The dealership also learned to keep the videos brief -- less than two minutes -- so viewers wouldn't lose focus and so they would continue to Auburn's Web site.
"As long as we keep the videos short and relevant, we're serving up just what the customer is asking for,'' Welch said.
True to the brand
Welch, who bought into the dealership during a six-year transition period and became outright owner in 2011, says the idea for the first trek came naturally because he grew up driving Volkswagens.
His first car was his mother's hand-me-down 1969 Beetle. His second was a 1976 Rabbit. He remained loyal when the brand fell upon hard times in the United States.
Volkswagen sales dwindled in the 1980s, and Welch remembers the challenge of trying to sell them when he started working at a different dealership, in 1992.
"I was selling them when no one wanted to," he said. "But in '93 it all started to turn around with the Jetta."

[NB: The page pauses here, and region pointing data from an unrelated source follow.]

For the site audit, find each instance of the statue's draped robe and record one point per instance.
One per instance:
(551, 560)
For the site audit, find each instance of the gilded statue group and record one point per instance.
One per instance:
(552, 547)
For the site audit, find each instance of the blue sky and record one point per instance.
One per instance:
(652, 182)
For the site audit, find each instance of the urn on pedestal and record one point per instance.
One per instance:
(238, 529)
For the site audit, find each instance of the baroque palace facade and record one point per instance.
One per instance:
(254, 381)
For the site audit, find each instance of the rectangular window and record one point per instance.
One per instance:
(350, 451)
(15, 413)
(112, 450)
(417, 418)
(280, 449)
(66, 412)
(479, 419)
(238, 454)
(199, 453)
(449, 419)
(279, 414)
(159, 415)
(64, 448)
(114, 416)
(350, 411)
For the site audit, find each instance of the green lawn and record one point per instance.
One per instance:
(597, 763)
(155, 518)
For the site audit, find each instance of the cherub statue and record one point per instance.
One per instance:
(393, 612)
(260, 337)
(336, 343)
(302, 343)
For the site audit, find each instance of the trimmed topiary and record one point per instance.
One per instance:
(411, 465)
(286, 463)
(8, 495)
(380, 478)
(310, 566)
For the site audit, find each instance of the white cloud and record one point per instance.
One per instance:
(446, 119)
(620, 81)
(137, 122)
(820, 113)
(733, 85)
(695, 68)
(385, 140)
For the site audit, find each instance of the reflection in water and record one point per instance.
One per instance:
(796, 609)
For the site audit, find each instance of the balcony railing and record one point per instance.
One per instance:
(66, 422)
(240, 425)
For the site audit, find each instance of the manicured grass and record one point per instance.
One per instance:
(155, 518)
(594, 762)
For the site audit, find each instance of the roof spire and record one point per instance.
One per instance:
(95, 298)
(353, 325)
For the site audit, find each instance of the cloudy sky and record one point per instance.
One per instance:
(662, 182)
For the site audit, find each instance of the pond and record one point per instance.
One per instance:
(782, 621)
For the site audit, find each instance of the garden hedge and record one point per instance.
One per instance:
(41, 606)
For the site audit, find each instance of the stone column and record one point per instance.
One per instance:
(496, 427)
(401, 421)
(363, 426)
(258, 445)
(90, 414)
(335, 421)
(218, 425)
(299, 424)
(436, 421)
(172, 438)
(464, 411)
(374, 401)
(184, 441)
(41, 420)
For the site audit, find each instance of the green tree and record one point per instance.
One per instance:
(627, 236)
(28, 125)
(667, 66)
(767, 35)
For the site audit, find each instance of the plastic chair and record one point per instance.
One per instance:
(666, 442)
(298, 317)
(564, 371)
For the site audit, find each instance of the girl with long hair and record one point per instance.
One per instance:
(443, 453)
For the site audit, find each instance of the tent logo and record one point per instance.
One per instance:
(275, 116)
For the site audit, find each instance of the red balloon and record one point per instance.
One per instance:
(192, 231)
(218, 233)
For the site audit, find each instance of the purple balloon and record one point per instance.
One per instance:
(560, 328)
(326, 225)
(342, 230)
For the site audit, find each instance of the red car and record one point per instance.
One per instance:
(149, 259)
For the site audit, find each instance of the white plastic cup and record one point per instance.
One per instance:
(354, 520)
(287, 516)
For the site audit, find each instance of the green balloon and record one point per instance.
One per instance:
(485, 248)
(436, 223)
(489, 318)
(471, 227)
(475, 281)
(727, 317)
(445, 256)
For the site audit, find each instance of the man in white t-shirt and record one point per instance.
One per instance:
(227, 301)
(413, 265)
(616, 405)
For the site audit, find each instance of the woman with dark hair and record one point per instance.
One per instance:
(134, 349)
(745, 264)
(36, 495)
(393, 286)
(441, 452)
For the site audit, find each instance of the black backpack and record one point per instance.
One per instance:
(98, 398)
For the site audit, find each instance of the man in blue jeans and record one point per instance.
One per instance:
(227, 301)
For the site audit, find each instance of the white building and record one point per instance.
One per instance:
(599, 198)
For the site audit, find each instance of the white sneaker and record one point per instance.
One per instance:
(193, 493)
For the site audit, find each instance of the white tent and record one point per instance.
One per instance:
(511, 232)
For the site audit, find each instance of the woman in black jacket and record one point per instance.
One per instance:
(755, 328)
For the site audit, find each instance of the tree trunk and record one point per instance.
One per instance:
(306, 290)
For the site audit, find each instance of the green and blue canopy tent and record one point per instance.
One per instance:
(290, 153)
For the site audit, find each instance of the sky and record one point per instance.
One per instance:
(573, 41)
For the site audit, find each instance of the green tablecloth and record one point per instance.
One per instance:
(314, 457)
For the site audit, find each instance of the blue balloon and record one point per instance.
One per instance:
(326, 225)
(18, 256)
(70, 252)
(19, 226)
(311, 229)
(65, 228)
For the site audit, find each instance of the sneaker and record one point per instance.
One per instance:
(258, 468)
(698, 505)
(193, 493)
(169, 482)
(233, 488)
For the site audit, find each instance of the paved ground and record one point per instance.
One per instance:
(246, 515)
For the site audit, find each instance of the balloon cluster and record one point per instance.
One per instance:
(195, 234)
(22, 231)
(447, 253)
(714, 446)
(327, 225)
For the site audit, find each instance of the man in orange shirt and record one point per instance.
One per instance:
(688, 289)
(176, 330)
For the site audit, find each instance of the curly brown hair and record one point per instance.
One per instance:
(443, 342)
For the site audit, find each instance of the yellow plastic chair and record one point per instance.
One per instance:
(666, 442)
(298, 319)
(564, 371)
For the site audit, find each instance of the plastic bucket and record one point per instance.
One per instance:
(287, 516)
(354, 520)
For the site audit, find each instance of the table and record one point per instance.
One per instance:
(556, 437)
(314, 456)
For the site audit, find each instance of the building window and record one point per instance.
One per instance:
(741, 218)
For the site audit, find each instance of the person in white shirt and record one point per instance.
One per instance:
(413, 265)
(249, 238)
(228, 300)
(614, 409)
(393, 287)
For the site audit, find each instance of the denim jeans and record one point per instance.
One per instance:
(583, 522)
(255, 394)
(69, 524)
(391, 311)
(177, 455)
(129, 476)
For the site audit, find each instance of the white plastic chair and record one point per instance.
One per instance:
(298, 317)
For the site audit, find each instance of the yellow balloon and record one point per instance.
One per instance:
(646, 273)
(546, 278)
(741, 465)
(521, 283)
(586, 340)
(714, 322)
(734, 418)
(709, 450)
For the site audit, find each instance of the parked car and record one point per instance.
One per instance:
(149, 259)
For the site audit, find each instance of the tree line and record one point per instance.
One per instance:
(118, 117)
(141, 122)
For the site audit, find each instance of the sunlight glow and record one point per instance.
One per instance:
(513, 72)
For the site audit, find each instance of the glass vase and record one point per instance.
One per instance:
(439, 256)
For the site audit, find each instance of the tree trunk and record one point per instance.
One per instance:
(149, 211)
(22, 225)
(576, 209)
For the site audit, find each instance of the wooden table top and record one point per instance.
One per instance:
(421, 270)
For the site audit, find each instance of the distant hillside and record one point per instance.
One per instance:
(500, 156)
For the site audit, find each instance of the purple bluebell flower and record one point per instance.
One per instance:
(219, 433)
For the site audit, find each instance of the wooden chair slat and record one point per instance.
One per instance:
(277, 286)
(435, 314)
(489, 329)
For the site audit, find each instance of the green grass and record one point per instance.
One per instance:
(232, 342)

Many of the videos that Welch commissioned this year focus on car enthusiasts, often at gatherings of Volkswagen owners.
Welch says the videos play particularly well to Volkswagen's target market and the dealership's clientele in Seattle, home to legions of young tech-savvy white-collar workers who care about the environment.
The videos often are backed by an electronic music soundtrack. John Polnik, who runs the social media firm Interpolnik and works with Welch on the videos, says he trusts his young video producers to give the segments a youthful feel.
It's a break from the ordinary advertising model, says Polnik. Rather than explaining why people should buy a product or visit a store, the videos focus on customers and community groups. They just have Auburn Volkswagen's logo at the beginning or end.
This is the type of content that people will share on social media Web sites "because they don't feel that they're being sold," Polnik says.
"If you make a commercial, very few people are going to share it on their Facebook page, or their Twitter feed," he added.
But making videos about car enthusiasts "buys goodwill, and it spreads the brand all over the place, like wildfire. It's fantastic."